The secret sauce involves writing a new, 6502-based emulation of an ARM Versatile/PB development board. The ARM Versatile/PB is still a first-class target for Linux. I think that with the make tinyconfig command with cross-compilation, we can get the size of a Linux kernel sufficiently small to have it in expanded memory on the 6502 host.
We will need to write parts of an ARM926EJ-S emulator in 6502/65816 assembly. This sounds a lot harder than it actually will be, and large parts of it probably won’t even have to be written at all. While the ARM seems to have a ton of instructions, at the bit level, each instruction breaks neatly into its command and operand components. Most of the work will be in emulating ARM interrupts and user/supervisor modes in 6502 assembly, and for a first bringup it wouldn’t even be necessary to emulate the Versatile/PB interrupt controller.

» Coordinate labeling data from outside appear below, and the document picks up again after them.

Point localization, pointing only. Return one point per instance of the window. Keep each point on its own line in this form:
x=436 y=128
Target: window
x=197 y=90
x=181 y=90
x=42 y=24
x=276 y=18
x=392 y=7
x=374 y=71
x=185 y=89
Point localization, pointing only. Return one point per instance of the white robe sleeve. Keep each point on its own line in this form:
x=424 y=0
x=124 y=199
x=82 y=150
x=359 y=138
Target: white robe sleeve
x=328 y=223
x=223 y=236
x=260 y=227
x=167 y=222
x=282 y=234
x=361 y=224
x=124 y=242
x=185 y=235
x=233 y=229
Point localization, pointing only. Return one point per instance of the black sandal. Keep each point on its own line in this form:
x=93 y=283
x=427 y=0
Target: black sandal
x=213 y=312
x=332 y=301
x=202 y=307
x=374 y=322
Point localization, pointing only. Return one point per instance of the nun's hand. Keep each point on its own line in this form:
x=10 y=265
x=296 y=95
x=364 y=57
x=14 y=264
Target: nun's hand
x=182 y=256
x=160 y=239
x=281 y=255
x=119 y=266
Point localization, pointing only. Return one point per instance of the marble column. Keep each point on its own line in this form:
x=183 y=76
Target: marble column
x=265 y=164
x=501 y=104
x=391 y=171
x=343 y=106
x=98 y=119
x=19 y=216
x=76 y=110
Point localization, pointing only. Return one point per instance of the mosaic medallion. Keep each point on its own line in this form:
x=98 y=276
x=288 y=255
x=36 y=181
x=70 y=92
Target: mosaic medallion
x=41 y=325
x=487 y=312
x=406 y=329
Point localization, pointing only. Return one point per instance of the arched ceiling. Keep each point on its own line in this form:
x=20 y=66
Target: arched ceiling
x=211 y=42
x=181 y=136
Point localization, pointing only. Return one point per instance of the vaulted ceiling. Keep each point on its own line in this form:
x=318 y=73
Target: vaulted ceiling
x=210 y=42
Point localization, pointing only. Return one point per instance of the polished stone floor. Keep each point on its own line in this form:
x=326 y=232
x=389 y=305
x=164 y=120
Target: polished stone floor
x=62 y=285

Each of the addressing modes will need to be handled, but no individual addressing mode will be that complicated. The ARM instruction set has a lineage dating back to the original MOS chips, and many of the state flags for ARM are exactly the same as they were in the 6502 days.
Sixteen megabytes of memory will need to be added to the 6502 machines, with appropriate bank switching logic. This has been done already for each of the 6502 hosts. There is also a period-appropriate chip, the 74LS610, which was intended specifically for increasing the addressable memory on the 6502 series.
We use 65816 microprocessor (SuperCPU) instructions to access 16 MB of memory in a 6502 machine. Or, we develop a virtual memory abstraction that can arbitrarily bank in and out pages of the 16 MB into the lower 64KB of memory on each host. The cc65 development environment already supports RAM expansion drivers for the Apple II and the Commodore 64.
To get Linux to be sufficiently small, we use make tinyconfig with a modern Linux cross-compiled kernel to get it under 8 MB. We target the version 1 ARM thumb instruction set in the Linux cross compile, and that’s the instruction set we emulate on the 6502.
For testing the correctness of the emulator, we run QEMU emulating the VersatilePB, in parallel with the 6502 emulator emulating Thumb1. We write a script that single-steps both virtual machines and verifies that emulator states run in lockstep.
The performance will be abysmally slow, but who cares. Most likely the 6502 machines will, at first, themselves be running in emulation on a much faster PC.
See Woz’s SWEET16 emulator for further inspiration and basic proof of concept for the Thumb portion of ARM emulation.